Con una sentenza storica la corte olandese impone alla Shell un taglio del 45% delle emissioni entro il 2030
Secondo una storica sentenza del tribunale Rechtspraak dell’Aia mercoledì, la compagnia petrolifera Royal Dutch Shell deve ridurre le proprie emissioni di carbonio del 45% entro la fine del 2030. Viene celebrato in tutto il mondo dai sostenitori del clima che hanno presentato la causa e da milioni di persone che li sostengono.
“Questo è un punto di svolta nella storia. Questo caso è unico perché è la prima volta che un giudice ordina a una grande azienda inquinante di rispettare l’accordo di Parigi sul clima. Questa sentenza potrebbe avere importanti conseguenze anche per altri grandi inquinatori”.
ha affermato Roger Cox, avvocato di Friends of the Earth Netherlands.
L’unione contro la Shell
Friends of the Earth, altre sei organizzazioni e circa 17.000 co-querelanti hanno intentato causa, a seguito delle richieste iniziali fatte nell’aprile 2018 alla compagnia petrolifera di allineare le sue operazioni e politiche con l’accordo sul clima. L’accordo di Parigi sul clima prevede un aumento della temperatura globale non superiore a 1,5ºC. Qesto al fine di limitare l’innalzamento del livello del mare, le tempeste estreme e altre conseguenze dannose per l’ambiente.
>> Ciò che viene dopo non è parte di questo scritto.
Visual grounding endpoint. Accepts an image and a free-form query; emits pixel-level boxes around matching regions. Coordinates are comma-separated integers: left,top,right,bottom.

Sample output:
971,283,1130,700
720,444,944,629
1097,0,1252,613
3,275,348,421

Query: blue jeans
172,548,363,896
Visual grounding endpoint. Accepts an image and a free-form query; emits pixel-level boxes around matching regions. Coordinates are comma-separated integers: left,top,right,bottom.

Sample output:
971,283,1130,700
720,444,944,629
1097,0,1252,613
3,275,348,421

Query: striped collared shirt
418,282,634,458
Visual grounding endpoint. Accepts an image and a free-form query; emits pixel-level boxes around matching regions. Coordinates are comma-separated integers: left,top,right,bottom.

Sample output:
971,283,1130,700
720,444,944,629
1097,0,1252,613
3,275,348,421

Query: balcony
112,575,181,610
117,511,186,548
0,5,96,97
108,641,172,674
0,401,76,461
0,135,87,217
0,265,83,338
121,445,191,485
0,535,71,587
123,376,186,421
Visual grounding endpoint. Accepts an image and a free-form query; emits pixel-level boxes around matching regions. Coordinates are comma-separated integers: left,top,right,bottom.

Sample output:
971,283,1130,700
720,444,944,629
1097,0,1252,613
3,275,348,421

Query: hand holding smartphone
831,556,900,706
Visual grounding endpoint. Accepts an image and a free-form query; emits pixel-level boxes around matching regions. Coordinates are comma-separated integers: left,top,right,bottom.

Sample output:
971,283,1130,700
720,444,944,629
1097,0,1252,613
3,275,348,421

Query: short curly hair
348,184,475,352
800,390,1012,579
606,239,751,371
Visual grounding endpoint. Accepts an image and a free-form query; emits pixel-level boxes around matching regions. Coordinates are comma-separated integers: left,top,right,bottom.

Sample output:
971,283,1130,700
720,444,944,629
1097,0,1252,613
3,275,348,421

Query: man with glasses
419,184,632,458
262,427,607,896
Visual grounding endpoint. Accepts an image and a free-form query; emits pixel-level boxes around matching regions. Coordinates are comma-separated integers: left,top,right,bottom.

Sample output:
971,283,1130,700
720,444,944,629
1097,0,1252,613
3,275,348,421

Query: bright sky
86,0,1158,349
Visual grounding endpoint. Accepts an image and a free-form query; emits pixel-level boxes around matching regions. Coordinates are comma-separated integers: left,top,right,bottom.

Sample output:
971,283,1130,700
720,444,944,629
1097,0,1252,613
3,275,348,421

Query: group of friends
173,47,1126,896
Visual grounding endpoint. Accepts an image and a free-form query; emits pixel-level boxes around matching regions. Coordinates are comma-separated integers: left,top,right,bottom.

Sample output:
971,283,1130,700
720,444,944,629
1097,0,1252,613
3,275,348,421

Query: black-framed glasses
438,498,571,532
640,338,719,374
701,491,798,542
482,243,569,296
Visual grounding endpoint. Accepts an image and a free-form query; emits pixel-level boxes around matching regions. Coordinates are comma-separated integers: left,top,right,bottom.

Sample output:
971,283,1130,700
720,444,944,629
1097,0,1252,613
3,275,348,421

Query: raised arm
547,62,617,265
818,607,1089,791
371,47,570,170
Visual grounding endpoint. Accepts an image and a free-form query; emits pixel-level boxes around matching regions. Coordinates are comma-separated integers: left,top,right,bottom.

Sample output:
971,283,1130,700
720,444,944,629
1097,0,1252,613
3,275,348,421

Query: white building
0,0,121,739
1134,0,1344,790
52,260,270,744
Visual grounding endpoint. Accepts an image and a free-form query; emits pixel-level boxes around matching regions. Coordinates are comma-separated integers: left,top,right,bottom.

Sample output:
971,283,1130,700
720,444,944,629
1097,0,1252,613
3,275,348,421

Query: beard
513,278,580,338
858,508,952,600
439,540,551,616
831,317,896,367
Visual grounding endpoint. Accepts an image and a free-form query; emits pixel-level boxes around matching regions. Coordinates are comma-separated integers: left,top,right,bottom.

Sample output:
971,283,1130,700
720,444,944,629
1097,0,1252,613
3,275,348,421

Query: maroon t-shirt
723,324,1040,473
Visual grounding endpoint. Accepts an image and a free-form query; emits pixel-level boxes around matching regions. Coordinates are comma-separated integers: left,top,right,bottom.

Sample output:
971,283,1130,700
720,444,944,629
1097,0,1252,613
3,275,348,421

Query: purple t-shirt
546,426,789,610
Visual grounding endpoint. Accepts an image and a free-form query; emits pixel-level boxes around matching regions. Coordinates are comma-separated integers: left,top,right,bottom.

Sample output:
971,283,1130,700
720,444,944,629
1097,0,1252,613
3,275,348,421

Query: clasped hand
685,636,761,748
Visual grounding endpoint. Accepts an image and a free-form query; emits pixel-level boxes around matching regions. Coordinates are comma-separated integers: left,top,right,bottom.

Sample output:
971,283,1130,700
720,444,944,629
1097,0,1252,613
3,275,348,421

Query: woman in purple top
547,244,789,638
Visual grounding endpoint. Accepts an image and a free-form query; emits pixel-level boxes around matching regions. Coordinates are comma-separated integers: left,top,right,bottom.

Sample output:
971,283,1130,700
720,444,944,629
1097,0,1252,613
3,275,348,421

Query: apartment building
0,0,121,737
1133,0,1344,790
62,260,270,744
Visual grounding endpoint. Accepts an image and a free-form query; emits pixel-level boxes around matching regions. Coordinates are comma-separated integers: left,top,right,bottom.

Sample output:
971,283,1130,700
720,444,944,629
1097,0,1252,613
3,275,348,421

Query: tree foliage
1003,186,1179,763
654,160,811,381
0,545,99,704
Ma i documenti della Royal Dutch Shell citati nella sentenza del tribunale hanno stabilito gli obiettivi di Net Carbon Footprint dell’azienda, ovvero le emissioni totali sia dalla produzione di combustibili fossili sia dalle emissioni degli utenti finali, con una riduzione di appena il 20% entro il 2035 e del 50% nel 2050. Shell ha anche assicurato alle parti interessate che non ci sarebbero state perdite di beni bloccati in un periodo di transizione più lungo, con operazioni continue su tale base.
Sforzi insufficienti
La sentenza Rechtspraak si è fermata prima di constatare che la Royal Dutch Shell ha già violato i suoi obblighi in materia di clima. Ma la corte ha concluso che la violazione era imminente perché, sebbene Royal Dutch Shell stia facendo progressi, le politiche aziendali in realtà non riflettono i cambiamenti necessari per raggiungere realisticamente gli obiettivi di Parigi.
“La politica, le intenzioni politiche e le ambizioni di Royal Dutch Shell per il gruppo Shell sono in gran parte poco concrete, ancora da elaborare e intenzioni non vincolanti a lungo termine (2050)”, ha continuato la corte. Inoltre, tali intenzioni non sono incondizionate, ma – come si può leggere nei disclaimer e nelle note cautelative con la documentazione Shell – dipendono dal ritmo con cui la società globale si muove verso gli obiettivi climatici dell’Accordo di Parigi. Mancano completamente gli obiettivi di riduzione delle emissioni entro il 2030”.
il tribunale detto nella sua sentenza. Ovviamente non sono mancati i festeggiamenti delle varie organizzazioni che si occupano della protezione dell’ambiente.
“Questa è una vittoria storica per il clima e per tutti coloro che sono colpiti dalla crisi climatica. Carbone, petrolio e gas devono rimanere nel sottosuolo. Le persone di tutto il mondo chiedono giustizia climatica. Oggi il giudice ha confermato che abbiamo ragione. Le multinazionali possono essere ritenute responsabili della crisi climatica”.
ha affermato Andy Palmen, direttore ad interim di Greenpeace Paesi Bassi.